There are a lot of teams who fancy themselves contenders and are worried about their bullpens. The Milwaukee Brewers and the Los Angeles Angels of Anaheim come to mind immediately. At some point this year one of these teams will overreact to a series of blown saves and be willing to overpay for an established, reliable closer. And one of the first calls these teams make will be to Chris Antonetti.
This is understandable. The Indians are still a small-market team, Perez makes over $7 million a year, and he is nearing the end of his team control. In addition, the Tribe has great depth in the bullpen. They could easily slide Vinnie Pestano into the closer role or, if they wanted to keep everyone in their customary roles, they could bring Matt Capps up from Columbus once he builds up his arm strength.

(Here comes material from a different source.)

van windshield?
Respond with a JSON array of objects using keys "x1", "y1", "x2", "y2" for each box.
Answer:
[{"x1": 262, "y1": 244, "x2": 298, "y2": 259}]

The question is, how should Antonetti respond to these inquiries?
No doubt, it will depend a great deal on how the season goes. But I would propose that it shouldn’t, at least not entirely. If the Indians make Perez available he will likely be the best relief pitcher on the market between now and the next offseason. If the Indians are indeed confident that Pestano or Capps can handle the closer’s role, this is a classic situation of Perez being worth more to other teams than he is to the Tribe. That is when teams can maximize their return, so it would be foolish to consider Perez untradeable, regardless of how the season turns out. Under the right circumstances, a trade of a premier closer such as Perez can net a team a return in immediate help or prospects that can far outweigh the contribution he makes to the final outcome of the season.

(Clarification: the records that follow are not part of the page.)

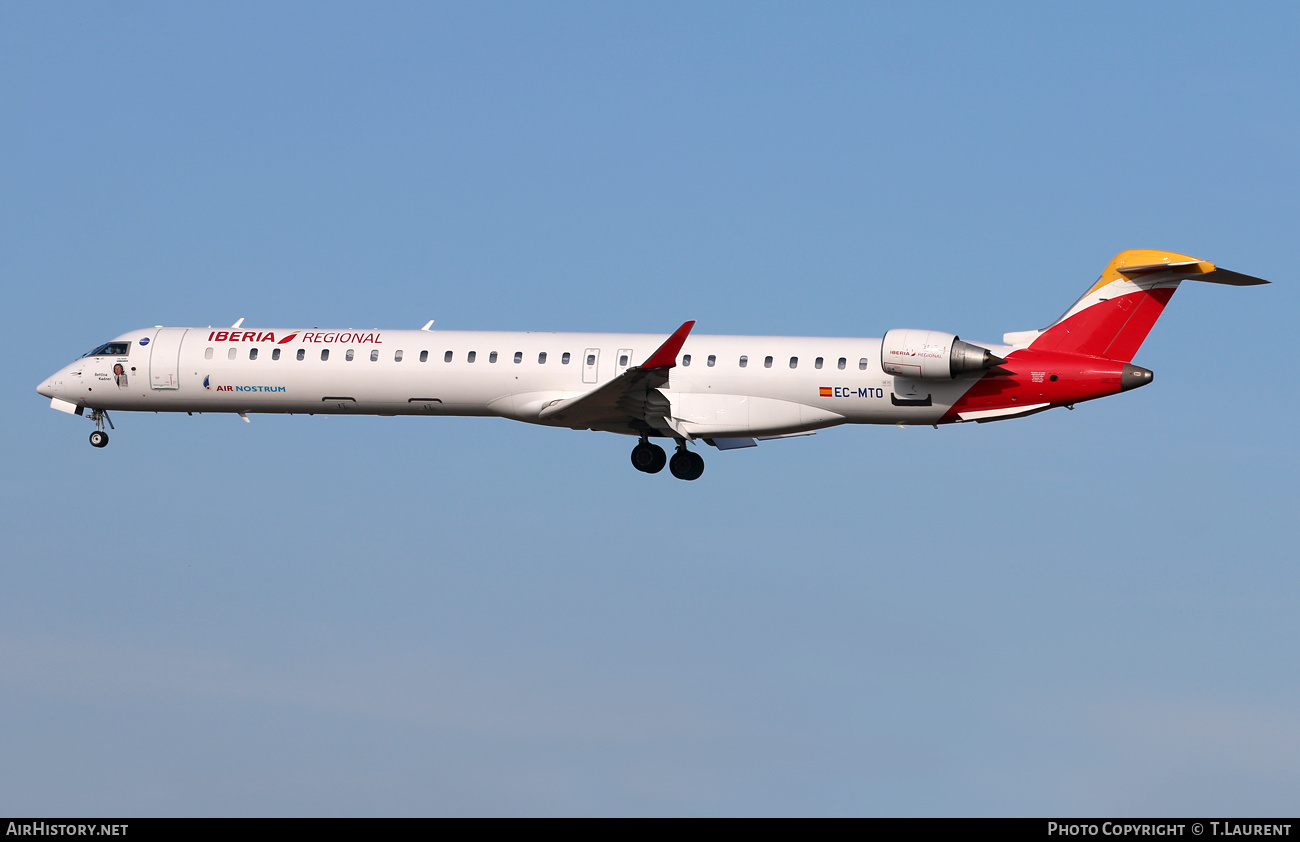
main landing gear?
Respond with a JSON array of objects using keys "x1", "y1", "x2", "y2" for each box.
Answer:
[
  {"x1": 87, "y1": 409, "x2": 113, "y2": 448},
  {"x1": 669, "y1": 445, "x2": 705, "y2": 481},
  {"x1": 630, "y1": 440, "x2": 667, "y2": 474},
  {"x1": 631, "y1": 439, "x2": 703, "y2": 480}
]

There are a couple of caveats. While it is trendy to dismiss the importance of closers because statistically they are only worth a couple of wins a year, any Indians fan who lived through the Joe Borowski era knows how a shaky closer can sabotage a season, so the Indians need to be confident about Vinnie Pestano before they make a move with Perez. It is highly likely, however, that the Tribe would miss Pestano in the eighth more than they would miss Perez in the ninth. There are several viable options to fill that spot, most likely Joe Smith, but none of them have done it before. It would be a risk, but it is the kind of risk a small-market team should take if the return for Perez is high enough.
The other caveat is that you shouldn’t play yourself into a position where you have to make a trade. The Pirates made a decision to trade their closer, Joel Hanrahan, during the offseason and lost all their leverage because other teams felt like the Pirates had already made their decision. If the Indians put Perez out there and don’t like the offers, they can keep him and try again in the offseason or even early next year. The important thing in such a situation is to put the player on the market without giving the impression publicly that you intend to trade him no matter what. Once it becomes obvious that a team has made up its mind to trade a guy, the offers seem to diminish greatly.

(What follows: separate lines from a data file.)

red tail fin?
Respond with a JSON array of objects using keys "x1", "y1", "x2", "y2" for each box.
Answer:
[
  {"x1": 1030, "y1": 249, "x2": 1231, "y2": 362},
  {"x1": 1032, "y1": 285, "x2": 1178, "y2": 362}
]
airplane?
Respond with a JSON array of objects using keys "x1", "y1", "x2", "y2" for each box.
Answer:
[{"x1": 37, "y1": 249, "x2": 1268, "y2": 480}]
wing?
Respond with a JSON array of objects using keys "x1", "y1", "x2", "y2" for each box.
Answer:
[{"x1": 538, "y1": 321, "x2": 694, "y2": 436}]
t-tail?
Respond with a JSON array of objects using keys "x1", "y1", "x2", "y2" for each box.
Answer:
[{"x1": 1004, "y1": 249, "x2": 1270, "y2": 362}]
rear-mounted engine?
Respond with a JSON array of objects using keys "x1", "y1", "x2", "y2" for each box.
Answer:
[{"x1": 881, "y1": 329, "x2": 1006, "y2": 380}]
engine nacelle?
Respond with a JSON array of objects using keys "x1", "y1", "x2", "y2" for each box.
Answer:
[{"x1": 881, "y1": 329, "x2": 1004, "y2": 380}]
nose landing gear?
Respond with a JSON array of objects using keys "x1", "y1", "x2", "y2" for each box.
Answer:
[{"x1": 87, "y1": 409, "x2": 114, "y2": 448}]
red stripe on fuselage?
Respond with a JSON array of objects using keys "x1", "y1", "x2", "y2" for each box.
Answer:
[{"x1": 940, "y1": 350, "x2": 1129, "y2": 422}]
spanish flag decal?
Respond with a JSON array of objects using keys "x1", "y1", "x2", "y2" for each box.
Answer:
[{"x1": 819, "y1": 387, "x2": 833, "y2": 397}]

The Indians appeared to do a good job of this over the past offseason with Asdrubal Cabrera. It seemed like he would have been traded if there had been an offer that knocked the front office’s socks off, but that apparently never came, and the Indians can now keep him until such an offer comes along or until Francisco Lindor is ready for the majors, whichever comes first. I hope they take the same approach with Perez.
The bottom line is that a small-market team needs to have depth everywhere, but it cannot afford to have excess depth or too many payroll dollars in any one area. The Indians have both of those situations in the bullpen. They have a choice between Chris Perez closing and good pitchers like Nick Hagadone wasting away at Columbus where he has nothing left to prove (assuming Hagadone ends up returning to Columbus when the Indians revert back to a seven-man ‘pen), or they can have Pestano closing, Hagadone pitching in low-stress situations until he proves he is capable of more, and a couple of good prospects to fill the dearth in the outfield or at catcher who would be ready to help the Indians for much longer than Perez would likely be around.
If Chris Antonetti can create such a scenario, it seems like the wise thing to do.